4 October 2005 | SamuraiNixon
An interesting change for Jackie and Sammo
After several "Lucky Stars" films, Sammo Hung wanted to direct Jackie Chan in a serious movie. Jackie believed (rightly so) that the Hong Kong audience would have trouble accepting him in a non-action role. Sammo was insistent and Jackie acquiesced. With a screenplay coauthored by Barry Wong and Sammo Hung they ventured forth to create Heart of Dragon (aka First Mission). This film would be a box office disappointment though he soon would create one of his best films Police Story.
Jackie stars as a CID officer (formally from SWAT) who takes care of his mentally-challenged 29 year old brother Danny. Danny is an affable and naive grown-up who is known as Do Do by his child friends. He is so credulous that even his kid companions use him for nefarious reasons such as getting into a restaurant or passing off as a parent. He is a constant drain on his brother Jackie who always has to take care of him. Jackie is also split between wanting to make his girlfriend Jenny (Emily Chu who was also in the first two A Better Tomorrow films) happy and his dream of becoming a merchant marine. Danny is wonderfully played by Hung who is not afraid to sacrifice his dignity and his body for this role such as the scene when Danny is looking for a job to be more self supporting is taken advantage of by a restaurant owner (Wu Ma who also helped produce this film) who persuades him to act like a bull, a dog and a snake. Chan's acting is good with occasional forays into the melodramatic.
Heart of Dragon is an enjoyable but fragmented and uneven film. It attempts to be a drama, but after half the picture is over it wants to be action movie. I feel that they did not believe they could create a full serious picture. The switch in tone of the film is distracting and hurts the overall feel of the picture. Yet the ending choreographed by Yuen Biao, though somewhat stereotypical of action film endings, has one of the most exciting sequences Jackie and Sammo has ever done. So my feelings are mixed by this change. Golden Harvest also felt that the audience would not believe a Sammo and Jackie film could sustain a dramatic pace and ordered two additional fighting scenes for the Japanese market. These scenes can be found as deleted scenes on the Fortune Star release.
You could review this film as two separate films. The drama was good except for periodical bouts of overacting and melodramatic scenes (though Sammo's character seems quite believable.) The action part of the film was also good (not counting the opening scene which was totally unbelievable with Mr. Eyebrows one of my favorite actors Lam Ching Ying) but catered to stereotypical scripting. For example Do Do plays cops and robbers with his kid friends and accidentally scares a gangster into giving up a bag of jewelry that belongs to local Triad member the cigar chomping Mr Kin (James Tien.) Mr Kin then, eventually, kidnaps Do Do to get the eventual climax between CID and Mr Kin and his men.

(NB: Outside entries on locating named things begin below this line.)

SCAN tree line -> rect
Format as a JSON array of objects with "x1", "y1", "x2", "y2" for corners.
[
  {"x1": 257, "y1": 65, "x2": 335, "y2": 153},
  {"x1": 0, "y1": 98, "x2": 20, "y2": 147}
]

As a complete concept, the film does not work as well as the sum of the parts. The film also has the problem of transitioning from action to drama to action then back to drama again. Then there is the problem with the horrible "electronic" music playing in the background. But many of the parts are quite excellent. People who are expecting a "Jackie Chan" film will be disappointed with the exception of the deleted scenes and the excellent ending. I was disappointed because I saw that they could have made a more compelling drama or at least a more fluid piece. However, there is much to enjoy with the film, as if I had not said it enough, especially the ending.. Notes: other character actors in the film are Fung Hark On (portraying another slimy character), Yuen Wah and Corey Yuen (both who grew up with Jackie Chan, Sammo and Yuen Biao as part of the Seven Little Fortunes.)